Let’s see what this looks like if we want to build an improved Waldo detector. The convolutional layer picks windows of a given size and weighs intensities according to the mask $$V$$. We expect that wherever the ‘waldoness’ is highest, we will also find a peak in the hidden layer activations.

There’s just a problem with this approach: so far we blissfully ignored that images consist of 3 channels - red, green and blue. In reality images are thus not two-dimensional objects but three-dimensional tensors, e.g. of $$1024 \times 1024 \times 3$$ pixels. We thus index $$\mathbf{x}$$ as $$x[i,j,k]$$. The convolutional mask has to adapt accordingly. Instead of $$V[a,b]$$ we now have $$V[a,b,c]$$.
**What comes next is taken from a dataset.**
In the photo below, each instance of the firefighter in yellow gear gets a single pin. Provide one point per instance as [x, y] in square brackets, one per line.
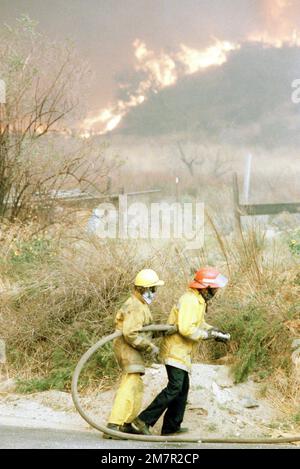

The last flaw in our reasoning is that this approach generates only one set of activations. This might not be great if we want to detect Waldo in several steps. We might need edge detectors, detectors for different colors, etc.; In short, we want to retain some information about edges, color gradients, combinations of colors, and a great many other things. An easy way to address this is to allow for output channels. We can take care of this by adding a fourth coordinate to $$V$$ via $$V[a,b,c,d]$$. Putting all together we have:

$h[i,j,k] = \sum_{a = -\Delta}^{\Delta} \sum_{b = -\Delta}^{\Delta} \sum_c V[a,b,c,k] \cdot x[i+a,j+b,c]$

This is the definition of a convolutional neural network layer. There are still many operations that we need to address. For instance, we need to figure out how to combine all the activations to a single output (e.g. whether there’s a Waldo in the image). We also need to decide how to compute things efficiently, how to combine multiple layers, and whether it is a good idea to have many narrow or a few wide layers. All of this will be addressed in the remainder of the chaper. For now we can bask in the glory having understood why convolutions exist in principle.

## Summary¶

• Translation invariance in images implies that all patches of an image will be treated in the same manner.
• Locality means that only a small neighborhood of pixels will be used for computation.
• Channels on input and output allows for meaningful feature analysis.

## Problems¶

1. Assume that the size of the convolution mask is $$\Delta = 0$$. Show that in this case the convolutional mask implements an MLP independently for each set of channels.
2. Why might translation invariance not be a good idea after all? Does it make sense for pigs to fly?
3. What happens at the boundary of an image?
4. Derive an analogous convolutional layer for audio.
5. What goes wrong when you apply the above reasoning to text? Hint - what is the structure of language?
6. Prove that $$f \circledast g = g \circledast f$$.